Deutsche Ehrung für seit fünf Jahren inhaftierten Medienunternehmer aus Hongkong
Bonn, 30.04.2026 (KAP/KNA) Der Demokratieaktivist Jimmy Lai aus Hongkong erhält den Freedom of Speech Award 2026 der Deutschen Welle (DW). "Jimmy Lai hat unter hohem persönlichem Risiko unbeirrt für die Pressefreiheit in Hongkong eingestanden, selbst als der Raum für unabhängigen Journalismus immer kleiner wurde", würdigte DW-Intendantin Barbara Massing am Donnerstag die Verdienste des Medienunternehmers. Der 78-Jährige gründete 1995 die pro-demokratische Zeitung "Apple Daily".

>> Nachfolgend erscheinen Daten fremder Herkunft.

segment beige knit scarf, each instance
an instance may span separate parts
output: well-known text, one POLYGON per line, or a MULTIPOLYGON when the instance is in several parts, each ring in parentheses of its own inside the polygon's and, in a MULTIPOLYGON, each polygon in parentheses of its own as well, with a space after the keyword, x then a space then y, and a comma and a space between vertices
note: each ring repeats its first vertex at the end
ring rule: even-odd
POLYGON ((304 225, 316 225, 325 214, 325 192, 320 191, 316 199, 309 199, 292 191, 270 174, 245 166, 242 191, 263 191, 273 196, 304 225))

"Mit 'Apple Daily' gab er Journalistinnen und Journalisten den Raum für freie Berichterstattung - sowie der Demokratiebewegung in Hongkong eine Stimme", erklärte Massing. Lais Einsatz erinnere daran, dass Pressefreiheit nie selbstverständlich sei.
Mit der Gründung von "Apple Daily" und in den Folgejahren wurde Lai zu einem der prominentesten Verfechter der Demokratie in Hongkong. Er unterstützte demokratische Parteien und Politiker finanziell und trat bei den Massenprotesten 2019 und 2020 immer wieder öffentlich auf. Geboren wurde er 1947 im Süden Chinas, flüchtete als Kind nach Hongkong. Er besitzt die britische Staatsbürgerschaft und bekennt sich zu seinem katholischen Glauben.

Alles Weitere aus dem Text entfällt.